PebbleChat’s image generation runs on a provisioned image-capable model. To set it up:

  1. Enable a model whose Mode is image generation — from the platform catalogue, or via Add Model for a custom provider
  2. Provision it as usual on the Provision Models tab
  3. Go to Admin → Organisation → Settings → Configuration → Chat Settings tab → Image Creation, switch image creation on, and pick the model in the Image model dropdown — or leave it on Auto-detect (first image-capable model)

If no image-capable model is provisioned yet, the picker tells you: “No image-capable models are provisioned yet. Provision one in Models, or leave on auto-detect.” When image creation is off or unconfigured, the assistant tells users plainly that image creation isn’t available rather than erroring.

See Image Generation for the user-side experience.

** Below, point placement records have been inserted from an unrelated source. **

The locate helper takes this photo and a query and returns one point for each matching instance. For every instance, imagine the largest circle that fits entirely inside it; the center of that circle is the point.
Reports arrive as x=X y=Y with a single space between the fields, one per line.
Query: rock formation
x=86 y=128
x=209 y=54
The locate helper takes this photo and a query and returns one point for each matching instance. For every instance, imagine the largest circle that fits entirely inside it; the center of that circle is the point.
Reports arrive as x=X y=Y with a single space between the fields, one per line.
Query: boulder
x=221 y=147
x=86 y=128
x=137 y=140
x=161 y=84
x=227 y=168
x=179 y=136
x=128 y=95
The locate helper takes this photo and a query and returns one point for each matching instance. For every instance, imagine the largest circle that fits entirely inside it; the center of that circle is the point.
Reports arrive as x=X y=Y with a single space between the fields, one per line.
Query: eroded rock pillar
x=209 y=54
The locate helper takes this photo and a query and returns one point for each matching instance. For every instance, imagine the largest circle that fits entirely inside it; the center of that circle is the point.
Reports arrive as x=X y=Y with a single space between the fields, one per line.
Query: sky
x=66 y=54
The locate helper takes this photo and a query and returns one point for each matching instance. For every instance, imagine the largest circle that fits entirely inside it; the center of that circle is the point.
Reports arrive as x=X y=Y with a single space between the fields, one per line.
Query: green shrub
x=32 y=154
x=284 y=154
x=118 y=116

Models vs PebbleFlows Models

Don’t confuse this page with PebbleFlows Models:

Models (this page)PebbleFlows Models
PurposeEnable models from the platform catalogue for your orgEdit the JSON definitions of models in the PebbleFlows visual builder
FormatForm-based tableJSON editor
AudienceMost adminsPower admins managing the underlying catalogue
Where you’d touch itDaily / weeklyRarely

For most administration, this is the page you use. PebbleFlows Models is for the rare case where you need to edit raw model definitions.

Tips

  • Enable a small set first. Start with a handful of models — a Fast Haiku, a Smart Opus, maybe a long-context fallback — and grow from there. Hundreds of models in the selector is a confusing UX.
  • Set sharing scope deliberately. Default to Organisation for general-purpose models. Use Selected Workspaces for team-specific models and PebbleRouter only for fallback / cost-optimisation models you don’t want users to pick directly.
  • Watch usage. The Usage Count column is your guide to which models are actually pulling weight. Cull the unused ones.
  • Always tie a model to a working credential. A model with a stale credential is worse than no model — users hit confusing errors. When you rotate credentials, check every model that uses them.